ISLAMABAD, March 27: The Securities and Exchange Commission of Pakistan has directed the boards of directors of all listed companies to establish audit committees having powers to oversee their financial management, audit etc., to safeguard interests of small investors, according to an official source.

In order to ensure its credibility and autonomy, the SECP has ordered that the committee would comprise not less than three members, including the chairman, majority of whom would be from among the non-executive directors of the company. As regards the chairman, he/she would preferably be a non-executive director.

Unless it has strong reasons, the board of directors would be bound to act in accordance with the committee’s recommendations in all the matters such as the appointment of external auditors by the company’s shareholders. Besides, it would consider any questions of resignation or removal of external auditors, audit fees and provision by external auditors of any service to the company in addition to the audit of its financial statements.

The committee’s terms of reference empower it to determine appropriate measures to be adopted to safeguard the company’s assets, review quarterly, half-yearly and annual financial statements of the company on major judgmental areas, any changes in accounting policies and practices, compliance with applicable accounting standards as well as compliance listing regulations and other statutory and regulatory requirements.

It would, the directive goes on to state, facilitate the external audit and discussion with external auditors of major observations arising from interim and final audits and any matter that the auditors may wish to highlight (in the absence of management, where necessary).

As maintenance of investor confidence is of crucial importance in the functioning of a healthy capital market, the audit committee has been assigned the responsibility to monitor compliance with the best practices of corporate governance and identification of significant violations thereof.

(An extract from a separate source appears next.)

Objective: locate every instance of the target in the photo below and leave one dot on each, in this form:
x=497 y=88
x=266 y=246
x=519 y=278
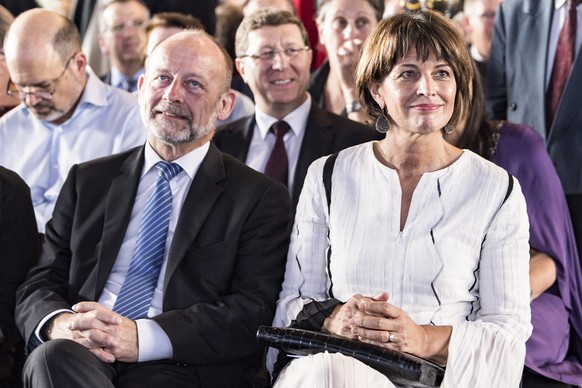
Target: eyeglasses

Other functions of the committee would include:

• Review of management letter issued by external auditors and management’s response thereto;

• Ensuring coordination between the internal and external auditors of the company;

• Review of internal audit programme and ensuring that the internal audit function has adequate resources and is appropriately placed within the company;

• Consideration of major findings of internal investigations and management’s response thereto;

• Ascertaining that the internal control system including financial and operational controls, accounting system and reporting structure are adequate and effective;

• Review of the company’s statement on internal control systems prior to endorsement by the Board of Directors;

• Determination of compliance with relevant statutory requirements; and

• Consideration of any other issue or matter as may be assigned by the board of directors.